La facture du câble à la télé diminuera au cours des deux prochaines années. Dans une décision partagée à six commissaires contre trois, le CRTC abolira en 2014 le Fonds pour l'amélioration de la programmation locale, un fonds de 106 millions de dollars par année qui bénéficiait à Radio-Canada et aux autres télés généralistes.

Introduit en 2009 au plus fort de la crise de la télé généraliste pour soutenir leurs émissions locales, le Fonds coûtait 1,5% de leur facture aux abonnés du câble. Le Conseil de la radiodiffusion et des télécommunications canadiennes (CRTC) forçait techniquement les télédistributeurs à contribuer au Fonds à hauteur de 1,5% de leurs revenus, mais ceux-ci ont toujours refilé la facture du Fonds à leurs abonnés (par exemple, 92 cents sur leur facture mensuelle moyenne de 61$).

Jugeant que la situation financière des télés généralistes s'est améliorée depuis 2009, le CRTC a choisi hier d'éliminer progressivement le Fonds d'ici 2014. «Nous sommes satisfaits du soutien qu'il a apporté au cours d'une période économique difficile», a indiqué Leonard Katz, vice-président des télécommunications du CRTC, qui a notamment justifié sa décision par «la remontée générale des ventes de publicité» chez les télés généralistes.

Après des pertes de 117 millions en 2009, les télés généralistes du pays ont généré des profits de 11 millions en 2010 et de 161 millions en 2011. Depuis la création du Fonds, Bell a acheté CTV et Shaw a fait de même avec Global. Parmi les cinq grandes chaînes généralistes privées au pays, seule la chaîne V, détenue par la famille Rémillard, n'est pas la propriété d'un distributeur. Bell serait toutefois intéressé à acheter V.

Radio-Canada «stupéfaite»

Plus important bénéficiaire du Fonds (40,7 des 106 millions l'an dernier), Radio-Canada est «stupéfaite» par son abolition, «une très mauvaise nouvelle pour les consommateurs». «Cette décision suggère que la télévision locale n'est pas importante pour le CRTC, a indiqué Hubert Lacroix, PDG de Radio-Canada, par voie de communiqué. Le Fonds était une grande réussite [et...] réalisait l'objectif qu'il s'était donné de renforcer les stations de télévision locale. [...] Les raisons qui ont justifié la création du Fonds sont toujours valables aujourd'hui.»

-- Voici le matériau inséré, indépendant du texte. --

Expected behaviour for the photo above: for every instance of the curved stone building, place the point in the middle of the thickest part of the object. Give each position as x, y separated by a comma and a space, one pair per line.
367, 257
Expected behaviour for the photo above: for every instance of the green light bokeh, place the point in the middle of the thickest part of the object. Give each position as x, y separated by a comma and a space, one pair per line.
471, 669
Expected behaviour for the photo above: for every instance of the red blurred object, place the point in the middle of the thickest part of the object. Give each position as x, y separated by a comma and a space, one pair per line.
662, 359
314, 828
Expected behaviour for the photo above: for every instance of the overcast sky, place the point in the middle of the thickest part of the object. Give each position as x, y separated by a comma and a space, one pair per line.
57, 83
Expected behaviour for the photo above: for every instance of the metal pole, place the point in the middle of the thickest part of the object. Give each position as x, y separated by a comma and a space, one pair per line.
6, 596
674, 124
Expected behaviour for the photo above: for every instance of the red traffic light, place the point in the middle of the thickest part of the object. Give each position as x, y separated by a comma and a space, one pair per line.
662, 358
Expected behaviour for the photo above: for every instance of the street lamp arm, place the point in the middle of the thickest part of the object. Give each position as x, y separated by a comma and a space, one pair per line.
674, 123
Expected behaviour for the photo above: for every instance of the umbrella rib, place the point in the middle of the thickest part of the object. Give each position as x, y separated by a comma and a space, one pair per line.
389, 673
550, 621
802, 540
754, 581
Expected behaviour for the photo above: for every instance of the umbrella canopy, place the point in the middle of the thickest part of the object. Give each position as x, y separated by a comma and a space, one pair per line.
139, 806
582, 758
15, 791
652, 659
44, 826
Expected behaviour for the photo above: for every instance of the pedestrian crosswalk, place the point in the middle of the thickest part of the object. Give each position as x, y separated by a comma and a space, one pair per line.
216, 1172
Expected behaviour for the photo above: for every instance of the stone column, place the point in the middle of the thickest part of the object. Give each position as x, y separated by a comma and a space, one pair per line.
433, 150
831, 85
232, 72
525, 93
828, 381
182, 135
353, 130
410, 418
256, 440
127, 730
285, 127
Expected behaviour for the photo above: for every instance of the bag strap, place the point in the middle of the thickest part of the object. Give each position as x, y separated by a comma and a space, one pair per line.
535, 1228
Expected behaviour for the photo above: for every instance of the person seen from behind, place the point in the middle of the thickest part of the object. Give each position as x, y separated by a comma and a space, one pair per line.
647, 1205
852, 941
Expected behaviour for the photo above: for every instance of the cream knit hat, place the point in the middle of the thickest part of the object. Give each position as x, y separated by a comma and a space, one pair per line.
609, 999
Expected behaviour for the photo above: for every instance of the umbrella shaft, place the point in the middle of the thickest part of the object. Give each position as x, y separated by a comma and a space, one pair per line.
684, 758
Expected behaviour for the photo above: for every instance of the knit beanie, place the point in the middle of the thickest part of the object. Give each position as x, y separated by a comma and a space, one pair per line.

Bell, qui a payé l'an denier 25,1 millions comme distributeur mais reçu 23,6 millions comme propriétaire de CTV, trouve la situation de la télé généraliste «préoccupante». Radio-Canada et Bell étaient les deux seules entreprises de télécoms qui voulaient le maintien du Fonds. Rogers (qui a payé 24 millions et reçu 1 million pour CityTV), Shaw (qui a payé 32 millions et reçu 8 millions), Québecor Média (qui a payé 14 millions et reçu 6 millions) et Cogeco (qui a payé 7 millions) voulaient tous l'abolir.

Les conseillers du CRTC étaient eux-mêmes divisés sur l'avenir du Fonds. Trois des neuf conseillers du CRTC ayant examiné la question ont exprimé leur dissidence. Les conseillères Elizabeth Duncan et Louise Poirier auraient réduit le taux de cotisation du Fonds à 1%, mais sans l'abolir. La conseillère Suzanne Lamarre, ancienne gestionnaire de Radio-Canada, s'est aussi opposée à l'abolition du Fonds. Selon elle, la décision du CRTC «n'a pas tenu compte de la preuve présentée» et ne respecte pas les objectifs de la Loi sur les langues officielles et de la politique canadienne de radiodiffusion.

Les six conseillers du CRTC formant la majorité ont décidé d'éliminer progressivement le Fonds, dont le taux de cotisation des distributeurs passera de 1,5% à 1% de leurs revenus télé en 2012-2013, puis à 0,5% de leurs revenus télé en 2013-2014 avant d'être aboli le 1er septembre 2014.

À Ottawa, le NPD a déploré la décision du CRTC, qui aura «un impact important sur les communautés de nombreuses régions, notamment pour les francophones hors Québec», selon Pierre Nantel, porte-parole de l'opposition officielle en matière de patrimoine. Le gouvernement Harper n'a pas commenté le dossier hier.